In a lengthy article in its Sunday Magazine, the Washington Post has questioned whether rescued Torah scrolls actually have the associations with the Holocaust Rabbi Menachem Youlus and his "Save a Torah Foundation" claims. See http://www.washingtonpost.com/wp-dyn/content/article/2010/01/22/AR2010012203257.html
The article also touches on patrimony issues, explaining that
"Eastern European countries consider the scrolls their cultural property and severely restrict their export."
Yet, the article also notes that
"Many state museums and archives in Eastern Europe -- including some in former monasteries -- do hold hundreds of scrolls. And half a dozen major Jewish organizations, backed by the U.S. State Department, have been pressing governments in the region to return them to Jewish hands in an orderly fashion."
[How odd then that another part of the State Department (the Bureau of Educational and Cultural Affairs) is working to repatriate other Torah scrolls to a far more unfriendly area these days for practitioners of the Jewish faith-- Iraq. See http://culturalpropertyobserver.blogspot.com/2008/05/emergency-restrictions-on-iraqi.html and http://culturalpropertyobserver.blogspot.com/2010/01/iraqi-authorities-continue-erasure-of.html
And it should be noted that the Rabbi's other efforts included helping to rescue just such a Torah from Iraq before these restrictions were put in place. See http://www.thejewishbugle.com/community-news/a-400-year-old-sifrrei-torahs-journey-from-iraq-to-am-2.html.]

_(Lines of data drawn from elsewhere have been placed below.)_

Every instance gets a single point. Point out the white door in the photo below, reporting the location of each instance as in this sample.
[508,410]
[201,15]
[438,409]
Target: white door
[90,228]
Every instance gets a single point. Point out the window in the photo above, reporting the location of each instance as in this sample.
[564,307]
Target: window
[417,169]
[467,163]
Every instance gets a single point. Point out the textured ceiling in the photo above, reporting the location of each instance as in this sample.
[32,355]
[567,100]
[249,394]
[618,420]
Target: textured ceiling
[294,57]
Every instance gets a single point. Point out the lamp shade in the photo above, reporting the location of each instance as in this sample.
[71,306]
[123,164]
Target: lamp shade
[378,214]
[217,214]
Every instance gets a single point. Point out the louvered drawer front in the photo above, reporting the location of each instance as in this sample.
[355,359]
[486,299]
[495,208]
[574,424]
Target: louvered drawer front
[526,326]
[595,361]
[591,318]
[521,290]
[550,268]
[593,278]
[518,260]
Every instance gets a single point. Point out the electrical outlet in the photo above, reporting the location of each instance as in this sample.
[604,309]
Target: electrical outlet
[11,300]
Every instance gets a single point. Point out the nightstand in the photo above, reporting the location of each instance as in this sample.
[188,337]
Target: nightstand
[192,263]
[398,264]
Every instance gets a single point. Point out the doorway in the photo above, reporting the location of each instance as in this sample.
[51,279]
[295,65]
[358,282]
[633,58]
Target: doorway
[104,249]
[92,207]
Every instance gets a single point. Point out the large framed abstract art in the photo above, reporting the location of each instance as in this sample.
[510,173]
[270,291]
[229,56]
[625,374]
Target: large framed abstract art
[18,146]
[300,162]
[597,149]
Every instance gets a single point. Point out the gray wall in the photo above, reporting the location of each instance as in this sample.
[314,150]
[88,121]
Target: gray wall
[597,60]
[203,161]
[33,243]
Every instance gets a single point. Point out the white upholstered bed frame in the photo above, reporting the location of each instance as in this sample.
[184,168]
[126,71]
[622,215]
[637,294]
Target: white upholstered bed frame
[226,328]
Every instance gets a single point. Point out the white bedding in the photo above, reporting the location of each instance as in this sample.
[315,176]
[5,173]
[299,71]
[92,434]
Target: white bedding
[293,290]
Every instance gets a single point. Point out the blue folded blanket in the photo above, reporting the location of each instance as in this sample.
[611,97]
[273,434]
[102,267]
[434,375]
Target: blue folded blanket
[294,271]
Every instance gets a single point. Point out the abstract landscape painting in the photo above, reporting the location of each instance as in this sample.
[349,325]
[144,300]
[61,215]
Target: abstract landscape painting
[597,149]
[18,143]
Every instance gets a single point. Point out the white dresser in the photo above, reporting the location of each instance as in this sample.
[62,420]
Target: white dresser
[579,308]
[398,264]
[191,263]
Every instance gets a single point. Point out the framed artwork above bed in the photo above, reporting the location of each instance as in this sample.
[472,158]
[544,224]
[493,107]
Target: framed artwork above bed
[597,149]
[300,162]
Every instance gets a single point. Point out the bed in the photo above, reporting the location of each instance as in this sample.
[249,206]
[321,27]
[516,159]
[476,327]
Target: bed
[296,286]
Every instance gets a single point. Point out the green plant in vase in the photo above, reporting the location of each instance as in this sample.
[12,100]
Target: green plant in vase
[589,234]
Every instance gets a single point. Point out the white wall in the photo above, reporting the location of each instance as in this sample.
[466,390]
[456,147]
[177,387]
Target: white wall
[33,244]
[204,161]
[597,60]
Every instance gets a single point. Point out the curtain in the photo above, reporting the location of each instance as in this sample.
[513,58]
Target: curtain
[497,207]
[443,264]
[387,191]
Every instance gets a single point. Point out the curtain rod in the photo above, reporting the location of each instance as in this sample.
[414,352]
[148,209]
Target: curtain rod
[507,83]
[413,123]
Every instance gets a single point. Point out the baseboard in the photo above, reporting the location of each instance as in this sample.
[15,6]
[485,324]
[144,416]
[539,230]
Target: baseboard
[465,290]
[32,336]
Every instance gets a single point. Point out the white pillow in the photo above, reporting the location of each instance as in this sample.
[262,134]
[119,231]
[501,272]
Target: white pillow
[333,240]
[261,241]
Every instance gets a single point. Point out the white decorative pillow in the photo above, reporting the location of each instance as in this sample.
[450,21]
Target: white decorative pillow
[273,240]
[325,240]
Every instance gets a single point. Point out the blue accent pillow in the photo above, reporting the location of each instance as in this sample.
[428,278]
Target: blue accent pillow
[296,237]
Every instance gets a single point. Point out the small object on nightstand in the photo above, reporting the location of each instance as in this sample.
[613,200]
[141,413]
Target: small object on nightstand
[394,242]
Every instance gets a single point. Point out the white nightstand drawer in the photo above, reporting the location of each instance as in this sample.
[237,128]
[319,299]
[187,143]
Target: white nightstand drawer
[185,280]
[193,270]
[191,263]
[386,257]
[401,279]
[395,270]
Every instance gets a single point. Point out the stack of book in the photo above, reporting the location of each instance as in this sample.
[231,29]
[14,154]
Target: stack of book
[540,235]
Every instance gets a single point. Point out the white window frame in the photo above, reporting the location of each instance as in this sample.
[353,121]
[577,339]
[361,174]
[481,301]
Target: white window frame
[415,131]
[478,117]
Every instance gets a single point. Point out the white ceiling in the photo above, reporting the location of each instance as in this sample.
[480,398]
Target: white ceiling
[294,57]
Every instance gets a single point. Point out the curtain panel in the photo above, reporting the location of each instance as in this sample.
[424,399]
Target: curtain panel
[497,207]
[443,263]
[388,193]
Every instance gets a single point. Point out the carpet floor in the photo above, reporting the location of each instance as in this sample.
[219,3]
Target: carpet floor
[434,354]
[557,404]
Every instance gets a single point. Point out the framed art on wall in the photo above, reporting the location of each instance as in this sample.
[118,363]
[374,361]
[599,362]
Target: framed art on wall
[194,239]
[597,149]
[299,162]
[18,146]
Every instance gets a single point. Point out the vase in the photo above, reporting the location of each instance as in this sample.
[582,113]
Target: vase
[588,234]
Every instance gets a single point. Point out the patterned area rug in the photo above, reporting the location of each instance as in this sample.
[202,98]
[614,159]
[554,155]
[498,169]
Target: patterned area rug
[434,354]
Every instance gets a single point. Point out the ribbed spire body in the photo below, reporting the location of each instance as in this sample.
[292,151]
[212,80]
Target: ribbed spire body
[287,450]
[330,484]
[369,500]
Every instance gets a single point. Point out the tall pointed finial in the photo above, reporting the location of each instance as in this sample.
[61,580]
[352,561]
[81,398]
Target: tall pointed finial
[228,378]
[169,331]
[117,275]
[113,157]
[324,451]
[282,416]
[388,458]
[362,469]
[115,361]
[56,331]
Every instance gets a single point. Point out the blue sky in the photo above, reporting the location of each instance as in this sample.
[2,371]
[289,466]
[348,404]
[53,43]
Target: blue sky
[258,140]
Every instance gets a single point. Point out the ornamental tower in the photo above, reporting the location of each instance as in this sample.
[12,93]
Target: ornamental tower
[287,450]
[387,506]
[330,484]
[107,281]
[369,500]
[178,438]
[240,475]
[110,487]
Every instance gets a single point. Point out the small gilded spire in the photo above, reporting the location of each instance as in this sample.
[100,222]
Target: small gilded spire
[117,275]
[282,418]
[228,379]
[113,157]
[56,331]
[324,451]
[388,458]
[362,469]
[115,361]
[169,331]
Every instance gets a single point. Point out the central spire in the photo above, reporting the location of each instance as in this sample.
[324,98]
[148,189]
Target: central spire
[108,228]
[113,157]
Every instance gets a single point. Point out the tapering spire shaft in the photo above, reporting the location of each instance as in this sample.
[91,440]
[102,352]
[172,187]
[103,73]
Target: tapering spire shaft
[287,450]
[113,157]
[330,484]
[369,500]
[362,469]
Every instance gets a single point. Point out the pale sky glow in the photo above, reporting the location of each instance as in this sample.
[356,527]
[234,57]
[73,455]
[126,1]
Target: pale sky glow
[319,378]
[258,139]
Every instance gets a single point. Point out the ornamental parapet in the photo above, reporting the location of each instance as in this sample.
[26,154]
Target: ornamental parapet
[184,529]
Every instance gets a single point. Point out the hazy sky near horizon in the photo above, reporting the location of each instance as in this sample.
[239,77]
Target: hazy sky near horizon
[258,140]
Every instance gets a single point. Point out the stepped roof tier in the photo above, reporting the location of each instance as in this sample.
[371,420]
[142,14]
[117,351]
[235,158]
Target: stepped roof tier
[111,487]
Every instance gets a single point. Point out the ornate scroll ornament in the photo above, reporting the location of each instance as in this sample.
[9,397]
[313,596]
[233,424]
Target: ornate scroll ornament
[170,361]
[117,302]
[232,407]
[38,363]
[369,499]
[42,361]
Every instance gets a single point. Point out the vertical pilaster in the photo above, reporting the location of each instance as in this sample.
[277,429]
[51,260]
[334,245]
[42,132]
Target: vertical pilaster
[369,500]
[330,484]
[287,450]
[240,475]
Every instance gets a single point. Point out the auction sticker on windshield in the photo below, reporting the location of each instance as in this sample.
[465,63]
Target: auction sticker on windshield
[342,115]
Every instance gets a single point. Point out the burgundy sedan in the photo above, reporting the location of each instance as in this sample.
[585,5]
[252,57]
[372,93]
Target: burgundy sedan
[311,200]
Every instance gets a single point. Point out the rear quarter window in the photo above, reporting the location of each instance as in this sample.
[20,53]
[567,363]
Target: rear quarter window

In any event, other publications and blogs have already taken notice of the Washington Post story, and have more clearly suggested outright fraud may be involved. See http://www.nypost.com/p/news/national/torah_trouble_for_rabbi_indiana_97SmMclAEhNXC8zolKW47H and http://blogs.jta.org/telegraph/article/2010/01/25/1010309/is-the-holocaust-torah-rabbi-a-fraud
Others, however, are a bit more charitable. In closing, the Washington Post quotes one such expert as saying,
"As for Youlus's Torah rescue stories, Berenbaum came to his own conclusion. "A psychiatrist might say they are delusional. A historian might say they are counter-factual. A pious Jew might call them midrash -- the stories we tell to underscore the deepest truths we live," he says. Midrash, in this context, refers to the ancient tradition of rabbis telling anecdotes and fables to convey a moral lesson. "Myth underscores the deepest truth we live," Berenbaum says."